The mini PC is the Ayaneo AM01, and is the first Proxmox host I configured. What started as an experiment in hypervisors has now turned into another enthusiast time sink, and I've been loving experimenting with it. Not only that, but I get the benefits of using Home Assistant OS too, with its automatic management of everything that I need. While I'm more than capable of using Docker and deploying my own add-ons, Home Assistant OS just works, and Proxmox enables me to do more, too.
Migrating Home Assistant to Home Assistant OS
The Ayaneo AM01 works perfectly for this
The setup process wasn't difficult at all, and I had my instance running in just a few minutes once I'd downloaded Home Assistant OS on my Proxmox host. It deploys like any other virtual machine, with the added benefit of consuming a lot less power than my NAS, and meaning that my experimentations on my NAS (that can result in crashing or a required reboot) won't impact any of my automations or access to other services.
While I restored my backup using Nabu Casa (Home Assistant Cloud), it can be just as easy to restore a backup yourself. Simply create a backup, download the backup file, and then upload it in the same place that you pulled the local backup on your new host, and it'll pull in everything for you, including your custom components. It just works, and I had everything set up rather quickly. Even my Zigbee dongle, a USB device, was easy to passthrough in Proxmox to the VM in a manner quite similar to TrueNAS. Find the device ID in /dev, and pass that value through, and your machine can see it instantly.

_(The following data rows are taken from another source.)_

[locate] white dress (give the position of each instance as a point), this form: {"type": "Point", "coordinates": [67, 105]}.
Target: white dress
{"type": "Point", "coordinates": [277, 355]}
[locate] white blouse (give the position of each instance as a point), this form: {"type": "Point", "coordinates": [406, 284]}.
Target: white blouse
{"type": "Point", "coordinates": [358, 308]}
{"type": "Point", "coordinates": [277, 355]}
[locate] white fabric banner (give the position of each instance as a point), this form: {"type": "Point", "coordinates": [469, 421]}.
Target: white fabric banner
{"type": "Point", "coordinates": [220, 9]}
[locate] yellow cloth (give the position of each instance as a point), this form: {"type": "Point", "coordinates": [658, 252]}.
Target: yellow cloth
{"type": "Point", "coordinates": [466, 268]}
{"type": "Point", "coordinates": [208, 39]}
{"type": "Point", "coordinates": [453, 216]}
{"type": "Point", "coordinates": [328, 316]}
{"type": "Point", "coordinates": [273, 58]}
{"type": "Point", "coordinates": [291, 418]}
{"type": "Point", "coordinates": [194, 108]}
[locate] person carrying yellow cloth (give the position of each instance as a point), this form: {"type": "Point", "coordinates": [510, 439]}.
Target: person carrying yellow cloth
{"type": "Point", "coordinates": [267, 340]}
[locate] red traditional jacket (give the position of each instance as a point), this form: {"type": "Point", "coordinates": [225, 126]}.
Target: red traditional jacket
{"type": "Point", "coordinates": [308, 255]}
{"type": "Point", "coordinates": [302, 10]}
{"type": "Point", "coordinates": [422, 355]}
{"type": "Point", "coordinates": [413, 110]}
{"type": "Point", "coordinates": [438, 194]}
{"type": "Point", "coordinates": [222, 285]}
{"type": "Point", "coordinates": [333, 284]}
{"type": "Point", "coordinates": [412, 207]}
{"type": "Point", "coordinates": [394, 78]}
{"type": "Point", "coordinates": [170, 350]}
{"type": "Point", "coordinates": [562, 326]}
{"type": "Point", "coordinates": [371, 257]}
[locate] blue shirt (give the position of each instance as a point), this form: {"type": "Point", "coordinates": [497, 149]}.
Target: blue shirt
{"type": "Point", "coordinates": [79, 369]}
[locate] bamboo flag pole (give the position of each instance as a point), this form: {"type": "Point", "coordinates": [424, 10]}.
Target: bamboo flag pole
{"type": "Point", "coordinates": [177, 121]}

There are some aspects that I decided to configure manually though, just to have complete control. I at first elected to configure Zigbee2MQTT as a Home Assistant add-on, but I switched over to a Proxmox LXC, simply to separate services as much as possible. The same goes for my MQTT server, Mosquitto, again just to separate essential services. If I need to reboot the Home Assistant container, my Zigbee devices can still communicate and report data, which ensures that they maintain a consistent connection, and Home Assistant will just pull the latest data when it's back up.

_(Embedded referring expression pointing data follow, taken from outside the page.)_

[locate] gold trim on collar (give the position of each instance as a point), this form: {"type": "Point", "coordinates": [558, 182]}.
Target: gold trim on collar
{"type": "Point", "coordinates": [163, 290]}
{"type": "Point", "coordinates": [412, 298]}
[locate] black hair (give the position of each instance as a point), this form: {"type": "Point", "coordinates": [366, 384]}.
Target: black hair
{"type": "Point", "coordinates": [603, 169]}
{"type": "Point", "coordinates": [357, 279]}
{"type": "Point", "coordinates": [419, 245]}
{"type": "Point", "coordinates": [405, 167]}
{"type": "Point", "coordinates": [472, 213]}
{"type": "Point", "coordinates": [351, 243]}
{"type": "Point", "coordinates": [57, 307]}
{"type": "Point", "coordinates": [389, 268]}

Right now, the Ayaneo AM01 running Proxmox manages services relating to my home specifically, and I like having that degree of separation away from everything else. They're more "essential" services, and with the AM01 consuming less than 10W of power most of the time, it's a significant step-down from the 60-80W my TrueNAS machine can use at any given time. My long-term goal is to be able to turn off my primary home lab machine when I'm not using it, migrating essential services to my Proxmox host so that I can use features like Wake-on-LAN to switch on my home lab when I need it. I'll link this up with Home Assistant too, so that I can manage as much as possible through it.
Any old PC can run Proxmox
It's not particularly intense
The beauty of Proxmox is how lightweight it is, and as a hypervisor, you control the conditions all of your services run in. I have all of my essential home services running on the AM01, and everything just works. It uses very little power, it's silent, and it takes up very little space. It's a fantastically simple solution to ensuring that everything continues running as it should, and I get the benefits of having a fully managed operating system for Home Assistant, with everything that I could ever need inside of it.

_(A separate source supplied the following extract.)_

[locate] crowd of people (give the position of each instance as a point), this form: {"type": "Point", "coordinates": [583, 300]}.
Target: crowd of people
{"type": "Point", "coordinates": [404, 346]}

I'm competent with the likes of Docker, but it's nice to not need to worry about trying to hook up individual services to achieve the same thing that an add-on can do. Plus, Home Assistant can integrate those into the UI itself, like in the case of the wonderful File Explorer add-on that adds a tab in the sidebar for accessing and modifying my files. That particular mini PC had just been sitting around in a drawer unused, so I figured it was a prime candidate for experimentation, and I'm so glad I did.
If you have any older devices, even an old laptop, it can be a prime candidate for testing out new software. Proxmox is just one of many you can try, and there are other options like the free version of ESXi or even just plain old Ubuntu server, too. I'm running many services across a multitude of devices at this point, and I'm trying to organize how I deploy them. So far, it's working out nicely!